Background: The vasoactive-inotrope-score (VIS) has been used to objectively quantify the degree of cardiovascular support required in patients undergoing congenital heart surgery or in pediatric sepsis. While most studies measured VIS at predetermined time points, this method may not accurately reflect the totality of support needed or the varying requirements for vasoactive support during an ICU stay, as doses can change substantially over a short period of time. Our goal was to use a continuously calculated, cumulative VIS in all patients admitted to our PICU who received vasoactive infusions to determine if this can more accurately predict a complicated PICU course. 

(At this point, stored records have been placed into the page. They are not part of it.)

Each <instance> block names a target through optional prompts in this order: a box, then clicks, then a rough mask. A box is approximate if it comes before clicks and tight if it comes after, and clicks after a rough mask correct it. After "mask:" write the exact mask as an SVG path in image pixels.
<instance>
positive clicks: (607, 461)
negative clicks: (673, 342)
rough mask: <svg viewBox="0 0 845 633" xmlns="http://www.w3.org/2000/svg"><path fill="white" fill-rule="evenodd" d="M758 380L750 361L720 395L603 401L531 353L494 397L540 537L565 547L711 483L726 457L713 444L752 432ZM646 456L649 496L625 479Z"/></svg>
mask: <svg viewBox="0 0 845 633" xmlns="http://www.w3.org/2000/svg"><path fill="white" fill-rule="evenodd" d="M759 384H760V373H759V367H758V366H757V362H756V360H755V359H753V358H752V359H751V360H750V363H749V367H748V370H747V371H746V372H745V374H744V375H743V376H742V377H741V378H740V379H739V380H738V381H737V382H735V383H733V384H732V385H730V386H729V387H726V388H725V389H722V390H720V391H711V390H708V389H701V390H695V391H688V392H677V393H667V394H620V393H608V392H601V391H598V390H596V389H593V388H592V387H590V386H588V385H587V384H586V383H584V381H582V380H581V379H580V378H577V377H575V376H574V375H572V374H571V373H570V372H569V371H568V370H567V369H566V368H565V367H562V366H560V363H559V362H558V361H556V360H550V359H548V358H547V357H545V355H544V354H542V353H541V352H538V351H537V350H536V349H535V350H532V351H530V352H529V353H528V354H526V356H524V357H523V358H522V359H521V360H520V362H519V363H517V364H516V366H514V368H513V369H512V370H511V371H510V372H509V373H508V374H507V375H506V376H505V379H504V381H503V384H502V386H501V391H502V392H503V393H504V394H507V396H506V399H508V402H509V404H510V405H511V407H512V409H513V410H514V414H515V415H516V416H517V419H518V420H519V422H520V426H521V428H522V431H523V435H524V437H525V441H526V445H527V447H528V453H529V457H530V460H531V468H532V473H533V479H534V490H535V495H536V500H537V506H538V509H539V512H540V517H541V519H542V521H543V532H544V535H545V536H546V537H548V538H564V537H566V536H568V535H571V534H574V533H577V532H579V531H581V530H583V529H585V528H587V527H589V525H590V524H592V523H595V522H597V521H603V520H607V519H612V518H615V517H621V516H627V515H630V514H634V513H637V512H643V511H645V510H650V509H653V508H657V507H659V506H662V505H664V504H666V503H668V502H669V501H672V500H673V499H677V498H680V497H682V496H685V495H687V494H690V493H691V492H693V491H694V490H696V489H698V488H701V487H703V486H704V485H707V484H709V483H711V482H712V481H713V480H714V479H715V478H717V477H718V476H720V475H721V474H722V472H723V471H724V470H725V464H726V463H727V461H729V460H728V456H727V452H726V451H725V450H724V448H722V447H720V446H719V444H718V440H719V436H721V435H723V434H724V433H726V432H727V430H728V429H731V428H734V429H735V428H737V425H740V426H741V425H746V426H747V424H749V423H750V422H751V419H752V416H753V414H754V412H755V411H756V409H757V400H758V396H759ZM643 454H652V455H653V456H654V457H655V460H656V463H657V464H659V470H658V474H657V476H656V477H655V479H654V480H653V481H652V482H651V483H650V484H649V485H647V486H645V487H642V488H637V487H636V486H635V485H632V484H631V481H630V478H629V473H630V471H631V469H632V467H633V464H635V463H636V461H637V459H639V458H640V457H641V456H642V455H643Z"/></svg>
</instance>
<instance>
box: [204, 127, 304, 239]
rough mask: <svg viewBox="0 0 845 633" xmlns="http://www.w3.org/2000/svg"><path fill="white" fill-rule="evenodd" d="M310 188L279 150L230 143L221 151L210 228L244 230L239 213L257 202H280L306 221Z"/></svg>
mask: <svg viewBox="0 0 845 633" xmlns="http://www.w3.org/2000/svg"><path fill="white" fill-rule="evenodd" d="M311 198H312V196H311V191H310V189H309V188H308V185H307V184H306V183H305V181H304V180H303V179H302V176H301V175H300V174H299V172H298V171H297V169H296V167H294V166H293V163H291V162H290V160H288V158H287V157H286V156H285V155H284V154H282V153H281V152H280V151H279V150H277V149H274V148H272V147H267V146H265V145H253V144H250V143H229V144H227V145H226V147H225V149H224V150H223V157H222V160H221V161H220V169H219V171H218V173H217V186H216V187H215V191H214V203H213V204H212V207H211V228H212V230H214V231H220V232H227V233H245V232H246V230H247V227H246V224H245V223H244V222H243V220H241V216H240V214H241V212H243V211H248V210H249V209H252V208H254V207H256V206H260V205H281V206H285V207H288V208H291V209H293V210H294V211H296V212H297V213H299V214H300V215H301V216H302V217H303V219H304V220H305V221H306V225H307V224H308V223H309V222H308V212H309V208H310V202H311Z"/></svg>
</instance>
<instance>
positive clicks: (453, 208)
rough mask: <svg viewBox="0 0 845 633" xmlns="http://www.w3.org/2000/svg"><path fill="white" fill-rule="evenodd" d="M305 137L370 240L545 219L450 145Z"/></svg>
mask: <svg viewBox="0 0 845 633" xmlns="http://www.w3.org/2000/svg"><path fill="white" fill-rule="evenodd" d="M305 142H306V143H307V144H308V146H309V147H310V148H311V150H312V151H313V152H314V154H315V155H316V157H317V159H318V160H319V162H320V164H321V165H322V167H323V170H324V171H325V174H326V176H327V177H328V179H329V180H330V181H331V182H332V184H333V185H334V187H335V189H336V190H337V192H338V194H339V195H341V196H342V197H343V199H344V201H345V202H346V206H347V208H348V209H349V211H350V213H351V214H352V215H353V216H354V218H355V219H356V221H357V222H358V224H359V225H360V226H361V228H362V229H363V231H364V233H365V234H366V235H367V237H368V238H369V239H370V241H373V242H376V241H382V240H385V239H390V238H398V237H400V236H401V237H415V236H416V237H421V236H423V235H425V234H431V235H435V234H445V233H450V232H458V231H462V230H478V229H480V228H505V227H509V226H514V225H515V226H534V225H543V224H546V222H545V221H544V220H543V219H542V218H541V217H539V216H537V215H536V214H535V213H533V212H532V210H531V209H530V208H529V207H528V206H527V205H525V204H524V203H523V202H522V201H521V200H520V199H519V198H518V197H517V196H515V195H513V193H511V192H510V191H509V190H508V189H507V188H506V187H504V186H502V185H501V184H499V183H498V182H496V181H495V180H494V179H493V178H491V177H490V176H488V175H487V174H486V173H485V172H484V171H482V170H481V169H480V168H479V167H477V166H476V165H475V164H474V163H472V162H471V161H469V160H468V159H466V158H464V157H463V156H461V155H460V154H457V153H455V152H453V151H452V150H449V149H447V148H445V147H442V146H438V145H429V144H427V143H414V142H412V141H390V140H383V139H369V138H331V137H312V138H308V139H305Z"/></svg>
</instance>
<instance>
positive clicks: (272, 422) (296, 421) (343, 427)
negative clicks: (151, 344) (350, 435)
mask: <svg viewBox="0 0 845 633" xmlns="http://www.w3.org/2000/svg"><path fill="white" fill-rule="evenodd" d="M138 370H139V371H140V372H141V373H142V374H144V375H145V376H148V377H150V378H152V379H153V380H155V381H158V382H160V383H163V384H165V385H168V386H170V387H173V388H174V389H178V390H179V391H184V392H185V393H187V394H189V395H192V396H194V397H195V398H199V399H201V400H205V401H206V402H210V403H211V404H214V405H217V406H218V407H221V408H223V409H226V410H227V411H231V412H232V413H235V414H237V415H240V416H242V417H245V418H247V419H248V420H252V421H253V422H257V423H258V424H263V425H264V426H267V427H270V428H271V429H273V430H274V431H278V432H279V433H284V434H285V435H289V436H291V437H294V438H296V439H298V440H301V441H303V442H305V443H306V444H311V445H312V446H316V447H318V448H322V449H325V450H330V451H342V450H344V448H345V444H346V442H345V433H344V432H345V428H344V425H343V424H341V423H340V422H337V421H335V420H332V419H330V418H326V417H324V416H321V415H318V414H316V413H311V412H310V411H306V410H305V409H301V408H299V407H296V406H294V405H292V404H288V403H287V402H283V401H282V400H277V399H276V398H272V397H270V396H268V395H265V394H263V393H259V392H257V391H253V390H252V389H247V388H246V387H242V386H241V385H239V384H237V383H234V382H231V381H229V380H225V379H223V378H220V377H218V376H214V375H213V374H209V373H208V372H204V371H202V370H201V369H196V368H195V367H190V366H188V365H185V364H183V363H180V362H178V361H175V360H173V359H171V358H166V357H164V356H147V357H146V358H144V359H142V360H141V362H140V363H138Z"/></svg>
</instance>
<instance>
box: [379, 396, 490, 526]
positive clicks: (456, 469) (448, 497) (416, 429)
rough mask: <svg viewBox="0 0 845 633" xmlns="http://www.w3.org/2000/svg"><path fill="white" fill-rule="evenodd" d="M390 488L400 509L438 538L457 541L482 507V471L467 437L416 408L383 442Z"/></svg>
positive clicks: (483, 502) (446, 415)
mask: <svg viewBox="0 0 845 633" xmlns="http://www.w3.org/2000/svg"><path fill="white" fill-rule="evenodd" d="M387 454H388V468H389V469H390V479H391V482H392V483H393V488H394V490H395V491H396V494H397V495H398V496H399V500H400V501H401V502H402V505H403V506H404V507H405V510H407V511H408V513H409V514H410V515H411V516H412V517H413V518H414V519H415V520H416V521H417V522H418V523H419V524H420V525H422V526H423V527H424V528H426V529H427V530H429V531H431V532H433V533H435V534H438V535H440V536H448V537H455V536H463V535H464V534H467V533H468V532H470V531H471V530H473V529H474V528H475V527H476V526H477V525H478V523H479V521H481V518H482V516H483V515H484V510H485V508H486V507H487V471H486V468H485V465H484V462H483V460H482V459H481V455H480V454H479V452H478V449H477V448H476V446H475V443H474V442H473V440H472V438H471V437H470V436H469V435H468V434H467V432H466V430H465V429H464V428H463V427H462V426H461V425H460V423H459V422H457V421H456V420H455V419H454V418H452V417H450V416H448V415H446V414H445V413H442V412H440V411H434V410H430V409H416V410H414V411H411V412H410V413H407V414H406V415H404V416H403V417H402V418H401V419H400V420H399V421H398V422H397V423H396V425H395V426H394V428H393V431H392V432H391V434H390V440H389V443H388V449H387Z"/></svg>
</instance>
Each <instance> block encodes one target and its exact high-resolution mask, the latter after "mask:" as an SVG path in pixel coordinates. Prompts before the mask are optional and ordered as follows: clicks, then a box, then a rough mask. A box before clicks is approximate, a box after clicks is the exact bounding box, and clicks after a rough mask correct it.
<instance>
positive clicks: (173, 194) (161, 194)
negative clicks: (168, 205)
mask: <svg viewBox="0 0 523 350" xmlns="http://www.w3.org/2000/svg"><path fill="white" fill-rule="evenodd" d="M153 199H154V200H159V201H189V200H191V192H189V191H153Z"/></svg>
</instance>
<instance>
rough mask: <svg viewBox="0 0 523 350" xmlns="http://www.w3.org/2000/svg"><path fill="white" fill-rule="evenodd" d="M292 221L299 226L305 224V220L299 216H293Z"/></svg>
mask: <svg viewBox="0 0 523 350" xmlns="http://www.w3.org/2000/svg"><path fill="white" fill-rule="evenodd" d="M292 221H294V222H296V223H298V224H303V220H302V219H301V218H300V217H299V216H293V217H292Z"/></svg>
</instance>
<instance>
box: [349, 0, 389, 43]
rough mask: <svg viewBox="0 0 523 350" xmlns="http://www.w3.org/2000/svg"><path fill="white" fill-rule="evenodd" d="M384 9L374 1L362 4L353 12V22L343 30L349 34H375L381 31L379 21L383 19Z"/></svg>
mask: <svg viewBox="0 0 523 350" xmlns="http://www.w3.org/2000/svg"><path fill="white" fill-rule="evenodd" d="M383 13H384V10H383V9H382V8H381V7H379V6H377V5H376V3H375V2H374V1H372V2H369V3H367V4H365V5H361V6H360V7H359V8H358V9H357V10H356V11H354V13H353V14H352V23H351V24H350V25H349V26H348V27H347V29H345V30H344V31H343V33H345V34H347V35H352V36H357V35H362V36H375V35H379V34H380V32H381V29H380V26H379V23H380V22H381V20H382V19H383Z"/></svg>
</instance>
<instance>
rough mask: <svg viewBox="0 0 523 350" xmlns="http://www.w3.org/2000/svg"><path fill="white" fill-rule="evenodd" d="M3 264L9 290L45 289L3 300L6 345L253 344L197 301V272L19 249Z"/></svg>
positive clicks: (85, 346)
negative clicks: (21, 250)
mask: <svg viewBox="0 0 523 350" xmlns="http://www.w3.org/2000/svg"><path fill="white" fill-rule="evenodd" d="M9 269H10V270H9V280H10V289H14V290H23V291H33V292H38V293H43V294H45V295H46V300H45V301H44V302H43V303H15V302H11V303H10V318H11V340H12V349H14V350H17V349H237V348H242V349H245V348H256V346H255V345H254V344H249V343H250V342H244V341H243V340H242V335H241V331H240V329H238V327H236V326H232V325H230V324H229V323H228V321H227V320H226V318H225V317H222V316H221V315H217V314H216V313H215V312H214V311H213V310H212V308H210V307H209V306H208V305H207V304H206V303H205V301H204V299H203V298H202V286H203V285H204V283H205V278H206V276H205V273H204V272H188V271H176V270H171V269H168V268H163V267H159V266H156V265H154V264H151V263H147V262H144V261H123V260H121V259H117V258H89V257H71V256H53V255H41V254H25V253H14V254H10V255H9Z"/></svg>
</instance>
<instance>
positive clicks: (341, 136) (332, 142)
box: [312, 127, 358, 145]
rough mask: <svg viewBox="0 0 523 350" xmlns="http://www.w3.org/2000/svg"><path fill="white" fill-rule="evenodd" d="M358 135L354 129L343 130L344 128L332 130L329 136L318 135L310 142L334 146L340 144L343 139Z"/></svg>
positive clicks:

Methods: Retrospective data was collected on patients admitted to Akron Children’s PICU between 2019-2021 that received vasoactive infusions during admission. Cumulative VIS was calculated using an algorithm which totaled VIS each time a patient was started on or had a dose change in inotropic medication using automated real-time infusion pump verification in the electronic health record. A composite poor outcome was defined a priori as either mortality, cardiac arrest in the ICU, or ECMO support. Statistical analysis was conducted using Wilcoxon Rank-Sum Test, Chi-Square Test of Independence, and logistic regression with ROC curve analyses. Stats shown as median and IQR. 

Results: Of the 2173 patients studied, 57 patients had the defined poor outcome. Variables studied included length of stay (LOS), age, severity of illness scores, cumulative VIS, and the total and average VIS at 6, 12, 18, 24, 36, and 48 hours. 171 patients were post-op CV surgery, of which 9 had a poor outcome. Age of good outcome was older (61 mo[13, 162.5] vs 50[3,152], p=0.38). LOS for good outcome was shorter (28 days [18,56] vs 98[24,294] p<0.001). The cumulative VIS of patients with good outcome was significantly smaller (0.0[0,0] vs 13.4[2.9,40.5], p<0.001). Odds ratio for a good outcome in non-CV surgery patients was 2.26[1.09,4.69, p=0.024). 

Using univariate logistic regression, ROC curves demonstrated significant p values (<0.001) for total cumulative VIS and cumulative VIS at 6, 12, 18, 24, 36, and 48 hours. Total cumulative VIS has an AUC= 0.90 which is similar to the AUCs for PIM2/3, PRISM3, PELOD (0.92, 0.91, 0.96 respectively). Measurements of cumulative VIS at 6 and 12 hours had lower AUC than all other time points, yet both >=0.87. 

Conclusion: Approximately 2.3% of our population experienced poor outcome of which they had higher LOS, severity scores, and higher total cumulative VIS. Total VIS at predetermined cut points showed similar significance to the total cumulative VIS but with lower AUC. Cumulative VIS performed similar to PIM2, PIM3, and PRISM3 in predicting poor outcome but was outperformed by PELOD. Total cumulative VIS remains a strong predictor for poor outcome. Using real-time infusion pump data, the VIS is captured in real-time, which if integrated into a real-time alert system, could give clinicians more data for patient management, especially in post-op cardiac patients.